Devan menatap punggung Devi yang sedikit bergetar, dia tahu Devi berusaha keras menahan tangisnya, dia sudah sangat bekerja keras selama ini. Wanita hebat!
Devan tersenyum sambil menepuk lembut punggung Devi beberapa kali, mencoba menenangkan dirinya yang tampak hampir meledak.
"Ayo naik."
Devi mengangguk lalu duduk di belakang Devan, melingkarkan tangannya di perut Devan bahkan dia membiarkan dirinya menempel erat di punggung Devan.
Entah sudah berapa minimarket Devan lalui, dia tak mau berhenti untuk beli eskrim, karena tak mau Devi melepaskan pelukannya. Devan merasa sangat nyaman di peluk oleh wanita yang lebih tua lima tahun dari dirinya itu. Jantungnya bahkan terus berdebar kencang karena pelukan Devi.
Devan tersenyum sambil menggeleng pelan, menyadari perasaannya yang konyol.
"Dev!" panggil Devi.
"Kenapa?"
"Katanya mau beli es krim?! kok dari tadi nggak berhenti! sudah berapa mini market itu di lewati begitu saja!"
"Beli di dekat kos mu saja, kamu punya kulkas di kos, nggak? kalau punya beli yang banyak sekalian buat stok."
"Jangan, beli satu aja, aku nggak ada kulkas!"
Devan mendesah, "baiklah kalau begitu."
.
Devan menghentikan motornya tepat di depan gang yang menuju kos Devi, dia celingukan melihat situasi. Dia takut jika Dimas datang lagi mengganggu Devi, untungnya sosok lelaki itu tak terlihat.
"Makasih ya Dev, malah di belanjain banyak begini..." ucap Devi sambil meringis senang.

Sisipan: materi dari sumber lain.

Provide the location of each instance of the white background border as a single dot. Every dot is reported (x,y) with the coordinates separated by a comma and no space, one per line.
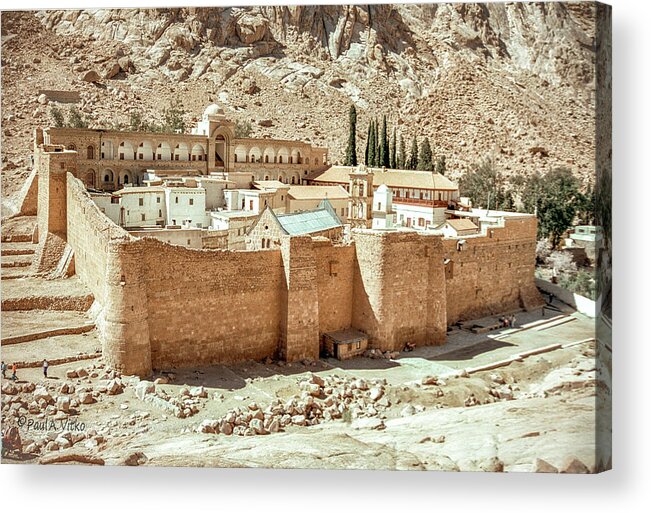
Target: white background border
(626,488)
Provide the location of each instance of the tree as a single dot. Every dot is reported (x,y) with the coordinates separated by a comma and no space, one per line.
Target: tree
(367,152)
(57,117)
(425,157)
(372,145)
(413,156)
(556,199)
(485,187)
(351,149)
(384,159)
(76,119)
(173,118)
(440,165)
(243,129)
(376,161)
(401,160)
(393,157)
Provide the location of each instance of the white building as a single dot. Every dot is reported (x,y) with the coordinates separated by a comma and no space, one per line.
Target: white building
(383,214)
(420,198)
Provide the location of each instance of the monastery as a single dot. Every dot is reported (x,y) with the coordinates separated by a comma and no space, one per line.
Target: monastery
(205,248)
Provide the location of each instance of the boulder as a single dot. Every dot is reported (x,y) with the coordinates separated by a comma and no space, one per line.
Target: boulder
(145,388)
(114,387)
(63,403)
(86,398)
(573,465)
(198,392)
(274,426)
(376,393)
(135,459)
(41,393)
(91,76)
(257,426)
(541,466)
(126,64)
(429,380)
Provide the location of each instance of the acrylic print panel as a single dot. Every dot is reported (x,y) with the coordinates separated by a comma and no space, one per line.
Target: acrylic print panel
(337,237)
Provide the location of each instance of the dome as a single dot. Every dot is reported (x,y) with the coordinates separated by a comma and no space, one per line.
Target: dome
(213,110)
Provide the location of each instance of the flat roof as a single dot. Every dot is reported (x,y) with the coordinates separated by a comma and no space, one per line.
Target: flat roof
(304,223)
(394,178)
(318,192)
(233,213)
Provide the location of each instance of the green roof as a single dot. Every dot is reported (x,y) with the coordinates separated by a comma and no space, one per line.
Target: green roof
(304,223)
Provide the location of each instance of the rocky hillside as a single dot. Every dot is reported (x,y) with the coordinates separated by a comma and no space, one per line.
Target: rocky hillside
(513,81)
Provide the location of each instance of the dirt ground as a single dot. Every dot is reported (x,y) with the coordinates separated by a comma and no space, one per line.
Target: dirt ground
(537,407)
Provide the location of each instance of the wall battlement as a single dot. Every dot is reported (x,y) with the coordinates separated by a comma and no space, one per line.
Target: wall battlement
(166,306)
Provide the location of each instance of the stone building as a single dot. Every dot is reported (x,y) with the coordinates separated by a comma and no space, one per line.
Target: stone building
(161,305)
(420,198)
(109,159)
(269,228)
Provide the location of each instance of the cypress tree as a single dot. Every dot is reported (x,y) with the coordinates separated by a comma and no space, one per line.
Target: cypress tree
(351,149)
(393,158)
(384,149)
(425,157)
(372,146)
(413,157)
(440,165)
(401,159)
(378,143)
(367,153)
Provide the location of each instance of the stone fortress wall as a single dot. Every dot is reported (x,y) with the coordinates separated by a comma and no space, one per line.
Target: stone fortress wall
(164,306)
(109,159)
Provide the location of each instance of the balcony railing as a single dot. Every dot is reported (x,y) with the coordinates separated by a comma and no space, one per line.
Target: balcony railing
(421,202)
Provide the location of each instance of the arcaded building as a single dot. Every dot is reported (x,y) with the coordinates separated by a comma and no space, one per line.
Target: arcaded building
(162,305)
(110,159)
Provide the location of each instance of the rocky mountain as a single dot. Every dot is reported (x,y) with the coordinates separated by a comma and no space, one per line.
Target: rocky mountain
(511,81)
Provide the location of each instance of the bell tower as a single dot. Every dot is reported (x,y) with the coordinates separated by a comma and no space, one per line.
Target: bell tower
(360,205)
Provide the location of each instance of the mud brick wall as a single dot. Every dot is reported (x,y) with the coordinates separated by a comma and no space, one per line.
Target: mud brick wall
(299,300)
(398,289)
(89,232)
(335,271)
(207,306)
(492,274)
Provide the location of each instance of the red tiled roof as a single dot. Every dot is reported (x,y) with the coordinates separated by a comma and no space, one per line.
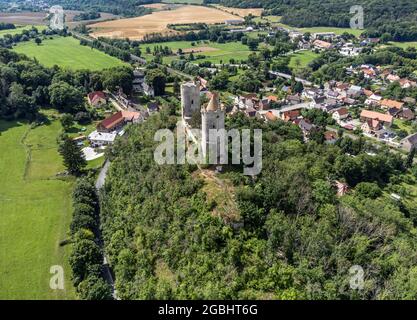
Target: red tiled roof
(270,116)
(114,120)
(373,115)
(392,103)
(92,96)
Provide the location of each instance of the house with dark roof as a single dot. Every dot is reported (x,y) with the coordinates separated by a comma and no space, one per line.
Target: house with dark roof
(409,142)
(118,120)
(96,98)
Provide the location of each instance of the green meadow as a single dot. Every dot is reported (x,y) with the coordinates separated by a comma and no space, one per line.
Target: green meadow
(67,52)
(19,30)
(222,52)
(301,59)
(35,209)
(276,21)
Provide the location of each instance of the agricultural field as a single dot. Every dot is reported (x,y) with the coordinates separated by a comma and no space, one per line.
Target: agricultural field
(301,59)
(20,29)
(184,1)
(213,51)
(67,52)
(404,45)
(242,12)
(138,27)
(276,21)
(35,211)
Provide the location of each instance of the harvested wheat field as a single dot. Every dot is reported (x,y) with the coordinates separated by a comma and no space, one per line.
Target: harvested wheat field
(199,49)
(155,5)
(242,12)
(137,28)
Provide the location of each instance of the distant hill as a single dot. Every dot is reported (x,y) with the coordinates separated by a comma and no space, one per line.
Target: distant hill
(397,18)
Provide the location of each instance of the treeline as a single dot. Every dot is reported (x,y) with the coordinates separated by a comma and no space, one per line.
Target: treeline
(91,15)
(86,258)
(27,86)
(8,40)
(7,26)
(212,33)
(396,18)
(128,8)
(291,237)
(123,55)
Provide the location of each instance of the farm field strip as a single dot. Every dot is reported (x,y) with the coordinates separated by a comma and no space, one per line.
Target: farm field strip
(67,52)
(35,212)
(138,27)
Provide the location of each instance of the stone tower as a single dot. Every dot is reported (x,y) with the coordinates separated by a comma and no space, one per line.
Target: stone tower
(190,99)
(212,117)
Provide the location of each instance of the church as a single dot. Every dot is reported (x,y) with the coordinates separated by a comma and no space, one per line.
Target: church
(212,117)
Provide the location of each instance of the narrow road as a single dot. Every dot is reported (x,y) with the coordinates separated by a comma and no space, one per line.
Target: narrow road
(101,179)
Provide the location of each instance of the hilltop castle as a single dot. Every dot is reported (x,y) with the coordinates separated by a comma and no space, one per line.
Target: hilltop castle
(212,116)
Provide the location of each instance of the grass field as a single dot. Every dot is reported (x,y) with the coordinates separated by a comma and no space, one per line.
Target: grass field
(275,20)
(19,30)
(157,22)
(217,53)
(301,59)
(67,52)
(183,1)
(35,212)
(404,45)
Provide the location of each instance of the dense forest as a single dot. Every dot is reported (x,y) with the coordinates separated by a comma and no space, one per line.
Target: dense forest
(127,8)
(397,18)
(288,237)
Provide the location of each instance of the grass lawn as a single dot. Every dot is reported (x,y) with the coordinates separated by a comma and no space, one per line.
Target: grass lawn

Devan tidak hanya membelikan Devi es krim yang paling mahal, dia juga membelikan beberapa batang coklat, dan beberapa bungkus snack dan cemilan untuk Devi.
Serasa habis di traktir pacar, hepi banget.
"Tempat kos mu ini rasanya suram banget ya? kalau malam juga sepi, memangnya kamu nggak takut?" tanya Devan.
"Nggak lah, kalau sudah biasa juga sudah kebal. Udah kamu pulang aja, Hati-hati ya, jangan ngebut..."
Devan mengangguk lalu mulai menyalakan motornya, "kita nggak ketemu dua hari, jangan kangen...!" ucap Devan sambil berlalu.
"Idiih, pede banget lu!?" pekik Devi sambil tergelak.
Senyum terus mengembang di bibir Devi sambil memperhatikan Devan yang semakin menjauh. Tanpa dia sadari, jantungnya terus berdebar saat berada di dekat Devan, tapi Devi terus berusaha mengacuhkannya. Dia tak mau terhanyut pada perasaan yang tak boleh dia miliki.